La porta di camera si aprì e le due ragazze, baciandosi e coperte solo da un lenzuolo bianco che le
avvolgeva insieme, si diressero verso il salotto; Jezebel inciampò su quella bottiglia, che cadde
rompendosi, rialzò lo sguardo e vide Malcom, seduto su quella poltrona che la fissava con il rum
finito e il fucile sulle ginocchia. Il cuore batteva forte, Jezebel si sentiva sporca, il ragazzo lo
sapeva, ma non gliene fregava un cazzo; ci furono una decina di secondi di assoluto silenzio,
dopodiché il ragazzo si alzò prendendo i fucili e puntandoli disse: “Fate silenzio il cane si è
svegliato! Mettetevi a sedere per favore”. Le fanciulle, terrorizzate lo assecondarono e le vennero
scotchate bocca, busto e arti superiori e inferiori saldamente con del nastro isolante, ad eccezione
delle braccia di Jezebel; dentro di loro stavano pregando il niente e lo sapevano, il cuore esplodeva
e il sudore freddo colava dalle fronti.
Malcom le porse un fucile, ma tenendo sempre puntato l’altro: “Sparale o sparerò a te.” Lei sgranò
gli occhi e scosse la testa, lui le punto l’arma alla tempia e sul suo volto non c’era segno di
nervosismo, appoggiò l’indice sul grilletto e Jezebel impugno meglio il fucile. “Puntalo sulla sua
faccia, chiudi gli occhi e tira il grilletto.” Iniziò a piangere cercando di chiedere scusa con la voce
colma di saliva e tappata dal nastro; Malcom capì, puntò l’arma sull’altra ragazza e da circa un
metro e mezzo di distanza le sparò un colpo in pieno volto, ribaltandola dalla sedia con totale
freddezza e puntando ancora una volta il fucile verso lei, che stava continuando a piangere
ininterrottamente; “Ora punta il fucile contro di me, ma stavolta spara prima che lo faccia io, perché
adesso sarai tu a perdere la vita.” Lui le levò lo scotch dalla bocca e lei non urlò, non avrebbe mai
fatto una cosa così stupida, si sarebbe ritrovata una pallottola nel cranio senza accorgersene.
Impugnò nuovamente il fucile, che si incrociò con l’altro; “Spara!” “Ti amo!” Rispose lei con gli
occhi distrutti dalle lacrime e col cuore in mano.“Spara!” “No, ti amo!” Gli sguardi si incrociano,
ma stavolta non hanno la stessa espressione di cinque anni prima. “SPARA!” “ TI AMO!”
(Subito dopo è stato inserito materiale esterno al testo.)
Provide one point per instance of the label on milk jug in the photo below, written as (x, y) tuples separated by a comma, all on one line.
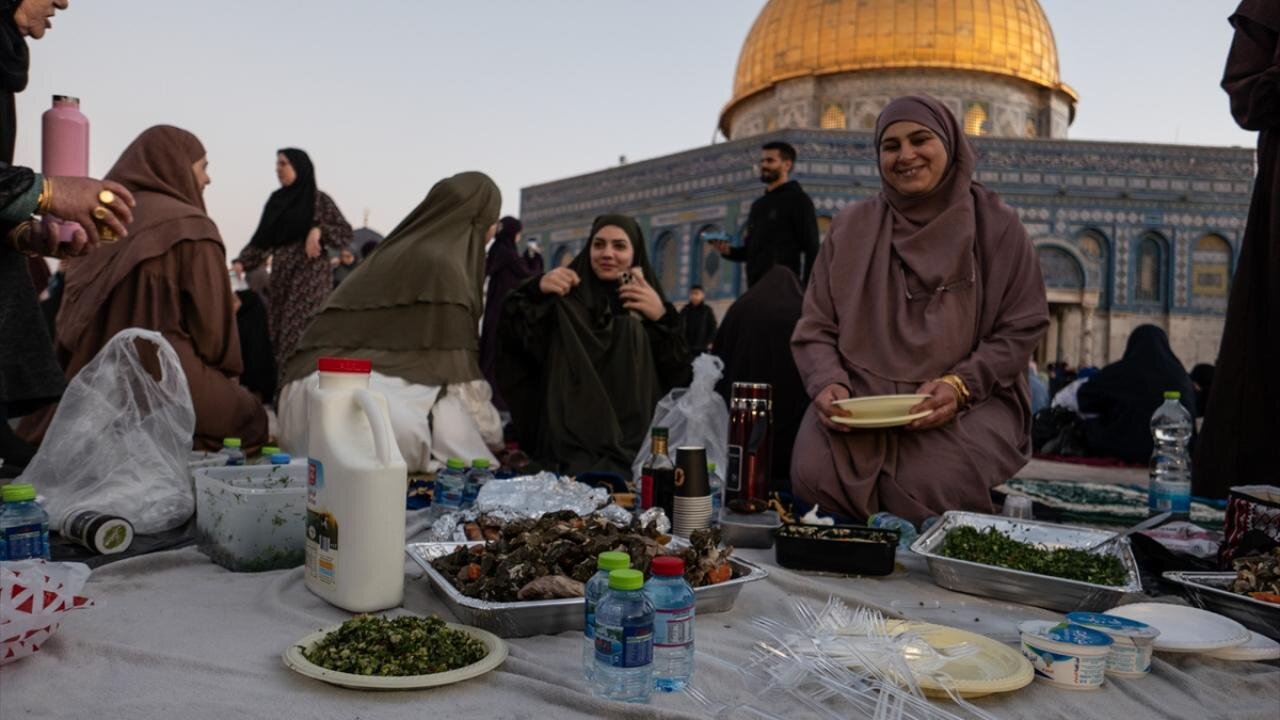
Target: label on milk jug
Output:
[(321, 552)]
BOOOOOOM! Si sentì un boato rintronare in tutta la casa, che ormai l’udito di Malcom percepiva
come assoluto silenzio, il suo corpo giaceva per terra in mezzo ad un lago di sangue, proveniente
dal torace sfondato e Jezebel si sentì morire: iniziò ad urlare istericamente e a chiedersi come fosse
possibile, ma sapeva che Malcom era talmente innamorato da preferire di morire per mano della
persona che amava piuttosto che suicidarsi, non le avrebbe mai fatto del male, non le avrebbe
sparato.
Jezebel raccolse le forze rimanenti, prese il fucile, guardò in faccia la morte e stavolta, senza esitare
l’abbracciò, lasciando a gli occhi di terzi un triangolo della morte così perfetto e macabramente
affascinante.
“But is a clown who makes a joke in Jokeland, garanted like the kindless for a princess?”